11th Conference on Atmospheric Radiation and the 11th Conference on Cloud Physics

Friday, 7 June 2002
Climatic effects of recent changes in stratospheric ozone and greenhouse gases: a GCM study
M. Daniel Schwarzkopf, NOAA/GFDL, Princeton, NJ; and V. Ramaswamy
The GFDL SKYHI general circulation model is used to compute annual and seasonal stratospheric temperature trends and radiative forcings due to the observed changes in stratospheric ozone and greenhouse gases in the last twenty years. The computed decadal temperature trends are compared to the measured (1979-2000) trends from satellites and sondes.
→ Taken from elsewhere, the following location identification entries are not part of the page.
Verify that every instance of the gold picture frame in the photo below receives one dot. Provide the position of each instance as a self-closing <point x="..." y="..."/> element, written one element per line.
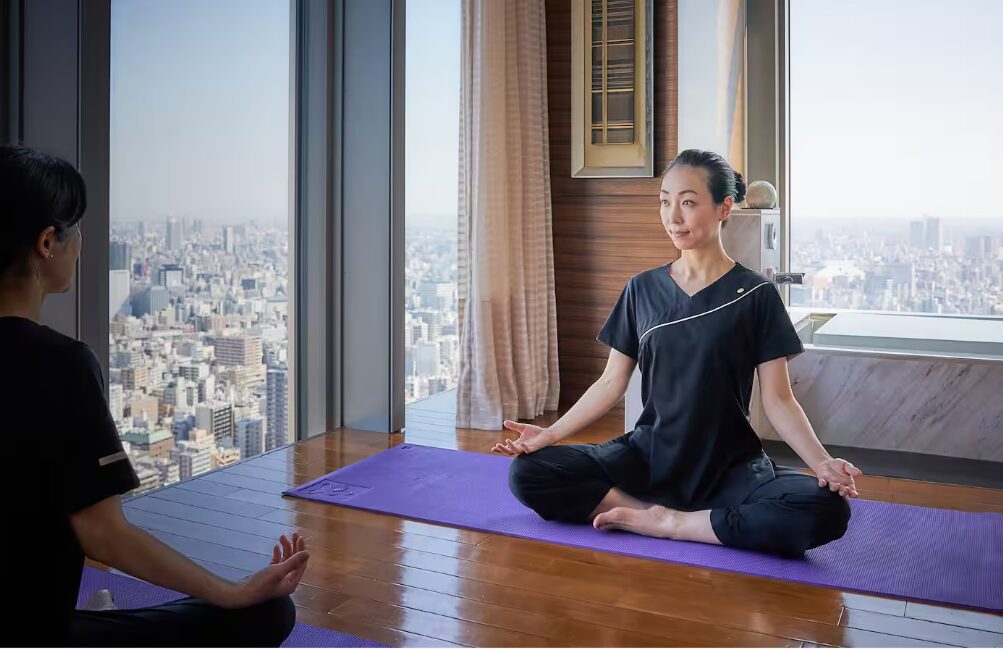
<point x="612" y="112"/>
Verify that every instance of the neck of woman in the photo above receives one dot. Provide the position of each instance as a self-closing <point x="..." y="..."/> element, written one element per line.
<point x="707" y="263"/>
<point x="21" y="297"/>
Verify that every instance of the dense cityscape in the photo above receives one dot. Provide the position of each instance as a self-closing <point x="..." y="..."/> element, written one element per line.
<point x="199" y="367"/>
<point x="926" y="265"/>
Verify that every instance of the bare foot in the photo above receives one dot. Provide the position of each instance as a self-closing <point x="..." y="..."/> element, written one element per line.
<point x="655" y="521"/>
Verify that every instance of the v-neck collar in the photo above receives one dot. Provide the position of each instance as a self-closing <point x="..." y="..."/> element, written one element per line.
<point x="668" y="274"/>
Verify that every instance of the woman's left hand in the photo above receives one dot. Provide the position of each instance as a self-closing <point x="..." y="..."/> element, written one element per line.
<point x="838" y="474"/>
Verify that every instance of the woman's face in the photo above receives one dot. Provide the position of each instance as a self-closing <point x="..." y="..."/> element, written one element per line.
<point x="58" y="259"/>
<point x="688" y="212"/>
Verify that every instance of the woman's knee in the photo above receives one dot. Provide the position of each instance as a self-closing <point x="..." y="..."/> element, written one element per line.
<point x="827" y="519"/>
<point x="526" y="476"/>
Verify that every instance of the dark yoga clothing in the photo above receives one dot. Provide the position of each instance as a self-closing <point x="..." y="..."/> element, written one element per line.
<point x="786" y="515"/>
<point x="693" y="446"/>
<point x="62" y="455"/>
<point x="185" y="623"/>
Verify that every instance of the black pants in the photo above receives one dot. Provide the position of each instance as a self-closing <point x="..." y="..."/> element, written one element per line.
<point x="185" y="623"/>
<point x="786" y="516"/>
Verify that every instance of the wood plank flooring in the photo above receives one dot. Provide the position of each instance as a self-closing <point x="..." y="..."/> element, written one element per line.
<point x="406" y="583"/>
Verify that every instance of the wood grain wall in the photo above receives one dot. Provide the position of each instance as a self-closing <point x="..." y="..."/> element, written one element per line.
<point x="605" y="230"/>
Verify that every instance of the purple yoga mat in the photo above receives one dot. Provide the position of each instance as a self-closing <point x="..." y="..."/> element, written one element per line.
<point x="131" y="593"/>
<point x="894" y="550"/>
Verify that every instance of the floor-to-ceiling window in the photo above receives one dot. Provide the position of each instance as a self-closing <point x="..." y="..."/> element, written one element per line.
<point x="199" y="260"/>
<point x="895" y="137"/>
<point x="431" y="141"/>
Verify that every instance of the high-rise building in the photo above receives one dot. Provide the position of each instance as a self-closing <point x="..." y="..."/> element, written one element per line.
<point x="426" y="359"/>
<point x="218" y="419"/>
<point x="207" y="388"/>
<point x="134" y="378"/>
<point x="174" y="234"/>
<point x="176" y="394"/>
<point x="917" y="234"/>
<point x="277" y="389"/>
<point x="250" y="436"/>
<point x="195" y="454"/>
<point x="119" y="284"/>
<point x="152" y="300"/>
<point x="155" y="443"/>
<point x="194" y="372"/>
<point x="238" y="350"/>
<point x="116" y="401"/>
<point x="119" y="256"/>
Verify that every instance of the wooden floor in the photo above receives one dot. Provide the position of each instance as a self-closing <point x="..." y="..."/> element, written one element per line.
<point x="404" y="583"/>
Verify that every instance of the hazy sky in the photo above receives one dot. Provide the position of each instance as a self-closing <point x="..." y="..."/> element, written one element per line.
<point x="432" y="107"/>
<point x="896" y="107"/>
<point x="200" y="108"/>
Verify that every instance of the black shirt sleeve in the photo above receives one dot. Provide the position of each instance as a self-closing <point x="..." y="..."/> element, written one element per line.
<point x="91" y="462"/>
<point x="620" y="330"/>
<point x="775" y="333"/>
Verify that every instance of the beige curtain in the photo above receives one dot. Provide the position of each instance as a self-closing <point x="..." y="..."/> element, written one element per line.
<point x="508" y="310"/>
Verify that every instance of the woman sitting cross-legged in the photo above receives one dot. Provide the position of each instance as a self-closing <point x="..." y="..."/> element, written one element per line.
<point x="692" y="468"/>
<point x="65" y="467"/>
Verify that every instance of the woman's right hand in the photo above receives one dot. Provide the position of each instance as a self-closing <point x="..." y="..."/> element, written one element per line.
<point x="531" y="438"/>
<point x="279" y="579"/>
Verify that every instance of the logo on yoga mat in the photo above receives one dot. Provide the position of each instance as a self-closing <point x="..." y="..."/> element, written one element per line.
<point x="332" y="491"/>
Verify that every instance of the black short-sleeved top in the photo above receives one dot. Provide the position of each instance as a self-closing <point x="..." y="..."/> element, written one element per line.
<point x="697" y="356"/>
<point x="61" y="454"/>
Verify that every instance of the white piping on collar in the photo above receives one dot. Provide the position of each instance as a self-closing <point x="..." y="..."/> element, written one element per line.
<point x="666" y="324"/>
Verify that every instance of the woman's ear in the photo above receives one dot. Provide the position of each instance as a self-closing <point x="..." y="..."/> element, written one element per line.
<point x="726" y="206"/>
<point x="45" y="242"/>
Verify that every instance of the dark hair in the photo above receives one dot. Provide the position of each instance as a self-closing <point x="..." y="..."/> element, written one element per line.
<point x="37" y="191"/>
<point x="722" y="181"/>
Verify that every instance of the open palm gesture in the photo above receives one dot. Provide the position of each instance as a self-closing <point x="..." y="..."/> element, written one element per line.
<point x="531" y="438"/>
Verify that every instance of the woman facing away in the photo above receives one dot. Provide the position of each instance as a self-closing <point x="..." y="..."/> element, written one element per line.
<point x="693" y="467"/>
<point x="65" y="466"/>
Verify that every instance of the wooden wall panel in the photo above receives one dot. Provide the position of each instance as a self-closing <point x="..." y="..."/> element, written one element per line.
<point x="605" y="230"/>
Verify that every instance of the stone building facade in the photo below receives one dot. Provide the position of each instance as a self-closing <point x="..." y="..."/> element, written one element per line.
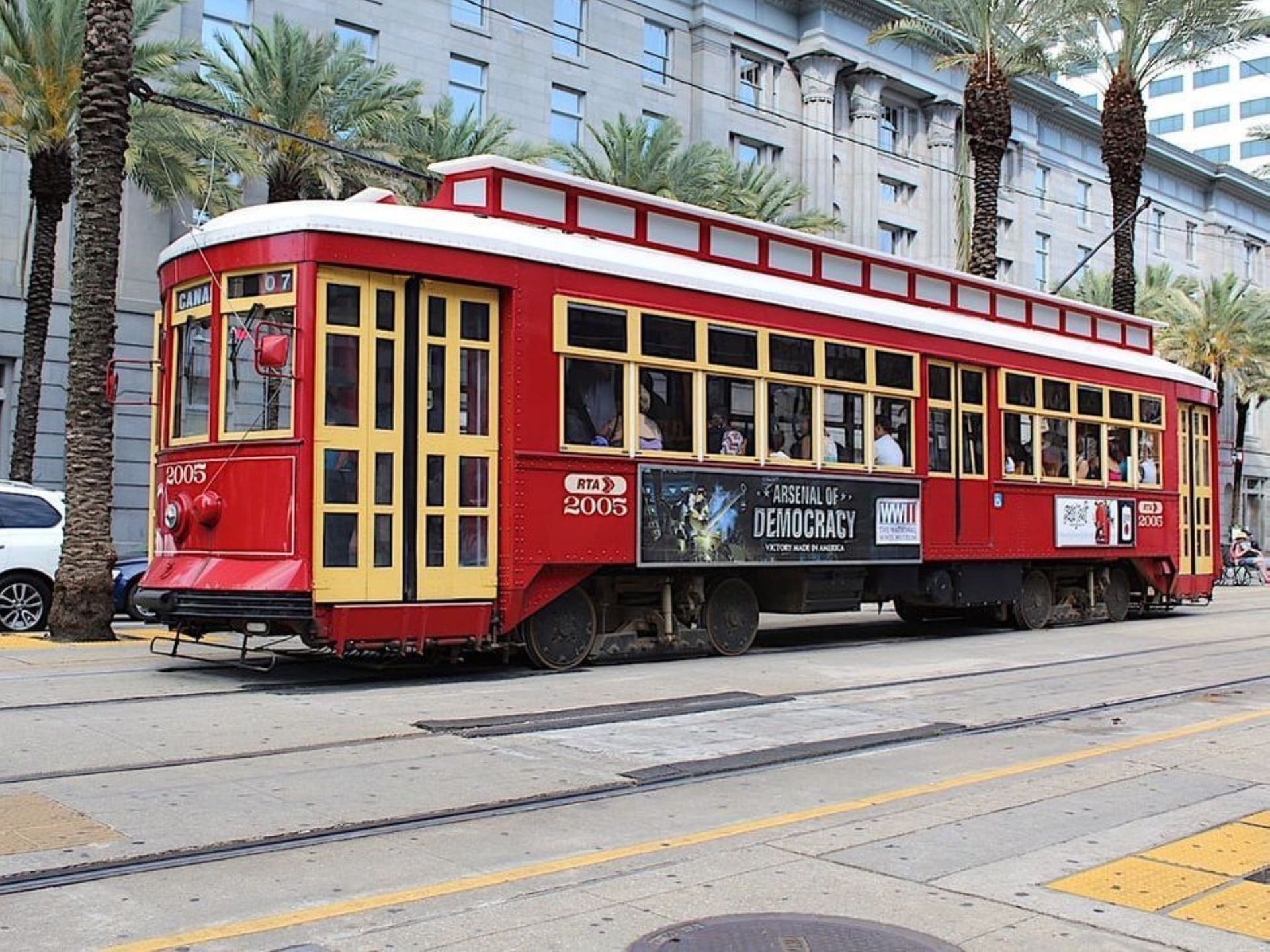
<point x="873" y="131"/>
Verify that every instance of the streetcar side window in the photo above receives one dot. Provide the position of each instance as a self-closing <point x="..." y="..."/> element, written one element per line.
<point x="1020" y="390"/>
<point x="597" y="328"/>
<point x="666" y="411"/>
<point x="893" y="433"/>
<point x="1148" y="457"/>
<point x="593" y="403"/>
<point x="1020" y="446"/>
<point x="671" y="338"/>
<point x="843" y="428"/>
<point x="730" y="422"/>
<point x="192" y="411"/>
<point x="1089" y="452"/>
<point x="1054" y="448"/>
<point x="893" y="371"/>
<point x="846" y="364"/>
<point x="789" y="422"/>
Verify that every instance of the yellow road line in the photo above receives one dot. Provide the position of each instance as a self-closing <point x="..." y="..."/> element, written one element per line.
<point x="530" y="871"/>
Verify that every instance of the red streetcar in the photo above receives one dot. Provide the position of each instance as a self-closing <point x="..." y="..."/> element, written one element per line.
<point x="552" y="413"/>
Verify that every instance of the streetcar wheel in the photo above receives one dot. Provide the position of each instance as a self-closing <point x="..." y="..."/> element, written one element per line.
<point x="563" y="634"/>
<point x="907" y="612"/>
<point x="732" y="617"/>
<point x="1115" y="596"/>
<point x="1035" y="603"/>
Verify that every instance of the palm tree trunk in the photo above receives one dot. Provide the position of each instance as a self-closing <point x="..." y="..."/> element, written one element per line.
<point x="51" y="190"/>
<point x="1241" y="428"/>
<point x="1124" y="150"/>
<point x="81" y="601"/>
<point x="988" y="127"/>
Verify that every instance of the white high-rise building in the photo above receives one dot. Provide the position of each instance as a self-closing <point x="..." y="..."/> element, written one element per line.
<point x="1212" y="108"/>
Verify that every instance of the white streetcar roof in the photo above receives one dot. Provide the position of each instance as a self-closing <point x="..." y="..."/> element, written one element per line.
<point x="501" y="237"/>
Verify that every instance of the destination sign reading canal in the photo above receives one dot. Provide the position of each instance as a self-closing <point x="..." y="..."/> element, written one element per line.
<point x="747" y="518"/>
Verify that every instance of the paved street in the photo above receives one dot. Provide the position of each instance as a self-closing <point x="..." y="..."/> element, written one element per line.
<point x="997" y="790"/>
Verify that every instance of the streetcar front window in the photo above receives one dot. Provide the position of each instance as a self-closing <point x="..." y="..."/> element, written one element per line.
<point x="257" y="401"/>
<point x="192" y="397"/>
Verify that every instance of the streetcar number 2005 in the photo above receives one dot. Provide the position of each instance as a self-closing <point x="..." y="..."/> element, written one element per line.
<point x="595" y="506"/>
<point x="178" y="474"/>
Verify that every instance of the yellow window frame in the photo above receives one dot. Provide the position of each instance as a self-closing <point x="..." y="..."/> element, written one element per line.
<point x="181" y="319"/>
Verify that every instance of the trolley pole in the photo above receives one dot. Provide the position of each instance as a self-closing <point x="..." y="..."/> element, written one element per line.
<point x="1130" y="220"/>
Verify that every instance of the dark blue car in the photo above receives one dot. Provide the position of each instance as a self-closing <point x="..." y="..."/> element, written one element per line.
<point x="127" y="576"/>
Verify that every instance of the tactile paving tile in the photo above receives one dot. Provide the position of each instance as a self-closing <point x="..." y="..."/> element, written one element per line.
<point x="1244" y="908"/>
<point x="1235" y="850"/>
<point x="1138" y="884"/>
<point x="30" y="823"/>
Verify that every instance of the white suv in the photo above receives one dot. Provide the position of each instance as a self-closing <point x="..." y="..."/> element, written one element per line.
<point x="31" y="543"/>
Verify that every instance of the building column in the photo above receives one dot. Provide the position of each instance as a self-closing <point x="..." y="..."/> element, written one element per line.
<point x="818" y="80"/>
<point x="863" y="158"/>
<point x="940" y="197"/>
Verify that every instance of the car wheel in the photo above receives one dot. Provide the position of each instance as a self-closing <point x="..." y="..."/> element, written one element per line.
<point x="130" y="602"/>
<point x="24" y="601"/>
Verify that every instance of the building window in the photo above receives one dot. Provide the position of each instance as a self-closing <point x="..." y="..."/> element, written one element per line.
<point x="567" y="28"/>
<point x="567" y="116"/>
<point x="892" y="192"/>
<point x="1166" y="124"/>
<point x="1042" y="264"/>
<point x="897" y="128"/>
<point x="366" y="38"/>
<point x="469" y="13"/>
<point x="748" y="151"/>
<point x="1210" y="117"/>
<point x="1254" y="147"/>
<point x="1210" y="78"/>
<point x="1165" y="87"/>
<point x="1040" y="188"/>
<point x="1253" y="69"/>
<point x="468" y="87"/>
<point x="756" y="80"/>
<point x="1081" y="255"/>
<point x="1250" y="108"/>
<point x="220" y="18"/>
<point x="1251" y="260"/>
<point x="896" y="240"/>
<point x="657" y="54"/>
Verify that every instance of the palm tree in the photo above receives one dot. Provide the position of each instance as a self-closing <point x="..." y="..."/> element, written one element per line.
<point x="436" y="136"/>
<point x="1156" y="291"/>
<point x="1222" y="329"/>
<point x="310" y="84"/>
<point x="83" y="607"/>
<point x="41" y="50"/>
<point x="1132" y="44"/>
<point x="651" y="158"/>
<point x="994" y="41"/>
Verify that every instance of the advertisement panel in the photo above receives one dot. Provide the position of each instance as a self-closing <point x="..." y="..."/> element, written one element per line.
<point x="1095" y="522"/>
<point x="756" y="518"/>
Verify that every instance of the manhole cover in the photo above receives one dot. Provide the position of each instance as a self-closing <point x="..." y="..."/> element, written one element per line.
<point x="778" y="932"/>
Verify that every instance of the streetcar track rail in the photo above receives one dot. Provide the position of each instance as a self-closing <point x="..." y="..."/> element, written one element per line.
<point x="563" y="719"/>
<point x="65" y="876"/>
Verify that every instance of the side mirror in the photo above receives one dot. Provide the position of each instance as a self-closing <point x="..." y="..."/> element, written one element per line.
<point x="273" y="350"/>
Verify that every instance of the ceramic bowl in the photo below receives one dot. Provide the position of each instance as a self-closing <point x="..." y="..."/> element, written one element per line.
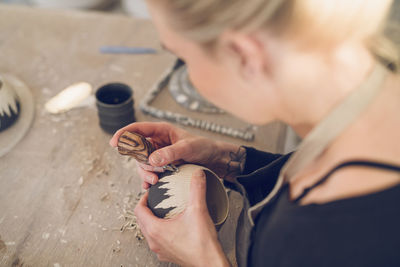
<point x="10" y="106"/>
<point x="170" y="195"/>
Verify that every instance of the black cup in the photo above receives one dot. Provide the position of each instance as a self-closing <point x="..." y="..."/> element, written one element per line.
<point x="115" y="106"/>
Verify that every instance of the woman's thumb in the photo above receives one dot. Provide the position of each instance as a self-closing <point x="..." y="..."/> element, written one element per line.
<point x="198" y="189"/>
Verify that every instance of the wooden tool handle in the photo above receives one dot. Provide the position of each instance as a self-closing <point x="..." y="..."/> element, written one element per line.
<point x="135" y="145"/>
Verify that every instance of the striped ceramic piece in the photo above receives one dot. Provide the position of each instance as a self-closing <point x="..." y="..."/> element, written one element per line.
<point x="171" y="194"/>
<point x="135" y="145"/>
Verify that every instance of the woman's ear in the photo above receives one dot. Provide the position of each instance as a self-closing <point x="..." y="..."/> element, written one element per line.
<point x="246" y="52"/>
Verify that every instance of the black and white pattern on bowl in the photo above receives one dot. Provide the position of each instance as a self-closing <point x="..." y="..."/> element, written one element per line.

The relative importance of the observed ozone losses and greenhouse gas increases is evaluated through calculations in which ozone and greenhouse gases are separately changed. The computed annually and globally averaged temperature trends are similar to observed trends in the lower stratosphere, but greatly exceed the observations near the stratopause. When the GCM reference ozone and temperature climatology is computed using a 1989-91 ozone climatology, upper stratospheric temperature trends agree closely with satellite measurements. The GCM calculations indicate that ozone loss is the major cause of temperature change in the lower stratosphere while greenhouse gas change dominates in the rest of the stratosphere. In the lower stratosphere, model temperature trends are within the range of the measured trends, except in mid-latitudes of the northern hemisphere. The results indicate that anthropogenic changes in ozone and greenhouse gases largely explain the recent temperature changes in the stratosphere.